紫式部の欲望がここに現れているという読み方もできますね。
そう考えるとまた面白い。
外見にコンプレックスがあるが故に不細工さんに対して嫌悪感を顕にするものの、不細工さんが美男子に優しくされるというシュチュエーションに憧れもあるのかもしれませんね。なんとも複雑な乙女心。

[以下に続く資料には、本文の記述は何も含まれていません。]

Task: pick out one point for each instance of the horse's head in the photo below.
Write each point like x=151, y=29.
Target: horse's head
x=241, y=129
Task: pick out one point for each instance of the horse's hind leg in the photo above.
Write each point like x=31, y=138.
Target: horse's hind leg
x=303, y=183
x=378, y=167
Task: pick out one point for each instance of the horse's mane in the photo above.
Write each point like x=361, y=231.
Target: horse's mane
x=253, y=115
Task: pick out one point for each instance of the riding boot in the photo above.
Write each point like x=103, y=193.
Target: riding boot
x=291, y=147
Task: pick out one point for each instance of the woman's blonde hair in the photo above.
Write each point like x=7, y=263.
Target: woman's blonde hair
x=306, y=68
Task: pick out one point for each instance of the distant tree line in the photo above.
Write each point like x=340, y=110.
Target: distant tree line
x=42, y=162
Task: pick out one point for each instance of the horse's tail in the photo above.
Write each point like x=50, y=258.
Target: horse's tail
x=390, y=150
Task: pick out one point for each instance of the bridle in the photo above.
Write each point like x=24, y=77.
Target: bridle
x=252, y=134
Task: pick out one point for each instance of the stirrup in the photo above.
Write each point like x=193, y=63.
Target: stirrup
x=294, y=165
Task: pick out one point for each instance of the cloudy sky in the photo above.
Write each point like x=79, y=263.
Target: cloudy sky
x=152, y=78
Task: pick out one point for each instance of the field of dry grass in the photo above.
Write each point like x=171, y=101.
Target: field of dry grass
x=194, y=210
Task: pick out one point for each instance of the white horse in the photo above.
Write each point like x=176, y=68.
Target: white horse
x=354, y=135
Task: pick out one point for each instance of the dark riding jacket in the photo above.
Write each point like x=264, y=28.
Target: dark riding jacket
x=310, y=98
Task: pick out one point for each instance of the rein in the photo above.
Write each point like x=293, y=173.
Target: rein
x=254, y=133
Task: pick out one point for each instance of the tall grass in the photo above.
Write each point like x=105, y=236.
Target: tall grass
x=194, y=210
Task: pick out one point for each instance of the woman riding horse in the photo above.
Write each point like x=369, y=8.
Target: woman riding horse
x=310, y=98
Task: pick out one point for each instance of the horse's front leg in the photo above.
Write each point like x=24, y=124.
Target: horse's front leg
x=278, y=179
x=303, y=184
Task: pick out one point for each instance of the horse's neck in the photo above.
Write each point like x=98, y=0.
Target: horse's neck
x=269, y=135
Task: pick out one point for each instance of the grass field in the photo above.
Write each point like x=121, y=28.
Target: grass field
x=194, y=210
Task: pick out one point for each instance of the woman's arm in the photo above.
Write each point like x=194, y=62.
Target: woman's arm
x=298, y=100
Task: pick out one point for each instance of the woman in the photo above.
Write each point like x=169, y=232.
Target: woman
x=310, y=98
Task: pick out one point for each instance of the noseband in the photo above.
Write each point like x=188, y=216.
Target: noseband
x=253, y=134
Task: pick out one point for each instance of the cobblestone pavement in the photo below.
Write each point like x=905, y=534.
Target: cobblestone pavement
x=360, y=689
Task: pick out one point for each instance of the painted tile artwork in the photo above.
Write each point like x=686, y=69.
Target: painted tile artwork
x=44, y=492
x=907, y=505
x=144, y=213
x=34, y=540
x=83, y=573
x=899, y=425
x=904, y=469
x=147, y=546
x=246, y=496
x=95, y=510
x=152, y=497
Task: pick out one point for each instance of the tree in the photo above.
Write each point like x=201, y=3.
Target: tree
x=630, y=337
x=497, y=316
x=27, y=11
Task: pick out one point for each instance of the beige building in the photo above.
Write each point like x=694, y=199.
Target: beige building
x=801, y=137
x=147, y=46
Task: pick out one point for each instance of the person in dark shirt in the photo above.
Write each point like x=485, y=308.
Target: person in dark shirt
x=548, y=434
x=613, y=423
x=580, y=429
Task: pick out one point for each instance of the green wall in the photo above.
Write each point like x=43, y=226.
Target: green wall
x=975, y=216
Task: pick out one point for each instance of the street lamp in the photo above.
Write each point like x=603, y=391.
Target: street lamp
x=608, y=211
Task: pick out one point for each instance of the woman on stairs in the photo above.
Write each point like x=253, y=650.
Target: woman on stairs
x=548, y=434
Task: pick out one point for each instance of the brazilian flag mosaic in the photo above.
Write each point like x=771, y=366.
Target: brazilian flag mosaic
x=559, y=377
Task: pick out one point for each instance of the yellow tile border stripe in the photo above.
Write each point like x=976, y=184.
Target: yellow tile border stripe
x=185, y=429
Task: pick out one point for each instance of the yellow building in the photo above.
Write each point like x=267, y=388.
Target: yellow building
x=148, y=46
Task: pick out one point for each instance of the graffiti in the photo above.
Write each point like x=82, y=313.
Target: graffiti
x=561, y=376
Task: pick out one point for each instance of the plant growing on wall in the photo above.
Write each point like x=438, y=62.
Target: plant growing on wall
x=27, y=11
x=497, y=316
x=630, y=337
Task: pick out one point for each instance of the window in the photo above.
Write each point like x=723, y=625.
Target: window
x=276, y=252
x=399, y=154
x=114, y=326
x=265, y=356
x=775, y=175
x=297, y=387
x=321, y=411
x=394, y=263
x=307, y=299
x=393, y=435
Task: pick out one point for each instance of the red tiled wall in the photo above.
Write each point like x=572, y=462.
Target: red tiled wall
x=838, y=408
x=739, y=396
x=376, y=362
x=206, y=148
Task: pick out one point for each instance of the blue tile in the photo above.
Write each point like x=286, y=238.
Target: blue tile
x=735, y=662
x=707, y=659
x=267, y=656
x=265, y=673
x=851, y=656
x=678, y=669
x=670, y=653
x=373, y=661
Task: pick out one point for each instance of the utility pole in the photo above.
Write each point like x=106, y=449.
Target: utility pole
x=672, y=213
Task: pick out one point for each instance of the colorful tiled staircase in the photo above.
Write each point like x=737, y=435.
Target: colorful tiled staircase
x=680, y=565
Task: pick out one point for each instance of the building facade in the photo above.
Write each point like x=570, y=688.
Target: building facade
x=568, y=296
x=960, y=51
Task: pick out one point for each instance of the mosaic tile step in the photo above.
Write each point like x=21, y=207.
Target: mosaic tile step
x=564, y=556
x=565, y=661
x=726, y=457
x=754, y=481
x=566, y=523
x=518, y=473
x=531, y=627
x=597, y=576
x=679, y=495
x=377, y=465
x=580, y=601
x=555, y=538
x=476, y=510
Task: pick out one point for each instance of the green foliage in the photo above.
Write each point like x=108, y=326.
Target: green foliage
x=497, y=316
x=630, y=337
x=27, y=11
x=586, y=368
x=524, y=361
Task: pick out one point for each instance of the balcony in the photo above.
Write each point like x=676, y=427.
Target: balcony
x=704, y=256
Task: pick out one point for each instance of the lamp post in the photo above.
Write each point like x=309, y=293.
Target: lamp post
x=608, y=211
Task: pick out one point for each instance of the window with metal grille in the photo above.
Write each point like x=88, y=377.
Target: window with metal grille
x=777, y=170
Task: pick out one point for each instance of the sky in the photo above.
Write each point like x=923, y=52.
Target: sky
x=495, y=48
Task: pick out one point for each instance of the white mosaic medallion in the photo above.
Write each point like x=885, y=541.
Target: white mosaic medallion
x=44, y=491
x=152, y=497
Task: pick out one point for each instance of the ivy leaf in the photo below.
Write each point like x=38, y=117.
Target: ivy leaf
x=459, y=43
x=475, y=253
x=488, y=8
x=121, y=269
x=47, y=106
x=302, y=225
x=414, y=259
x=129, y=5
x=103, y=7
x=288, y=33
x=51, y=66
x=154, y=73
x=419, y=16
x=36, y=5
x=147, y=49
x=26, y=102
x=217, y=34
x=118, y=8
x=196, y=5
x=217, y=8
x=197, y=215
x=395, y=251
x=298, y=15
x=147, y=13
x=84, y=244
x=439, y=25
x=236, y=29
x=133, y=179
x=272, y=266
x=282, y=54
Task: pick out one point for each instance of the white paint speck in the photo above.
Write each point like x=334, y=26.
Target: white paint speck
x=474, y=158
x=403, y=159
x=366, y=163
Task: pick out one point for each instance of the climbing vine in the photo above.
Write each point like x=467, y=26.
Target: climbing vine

谷崎潤一郎訳の「源氏物語」を拝読してても現代でも同じような悩みや苦しみや問題ってあるなとは感じていましたが、いしいしんじさんの訳で拝読すると、「げんじものがたり」がもっと具体的に現代のSNS社会にも通ずるものがあると感じました。
改めて「源氏物語」深いなぁ。
谷崎潤一郎訳での輪読会はまだまだ続きます。これからもっと深く多くのことを知れるでしょう。
そして、いしいしんじさんには続きの現代語訳もやって欲しい!!いしいしんじワールド全開の「げんじものがたり」の続き拝読したいです。
よろしくお願いします。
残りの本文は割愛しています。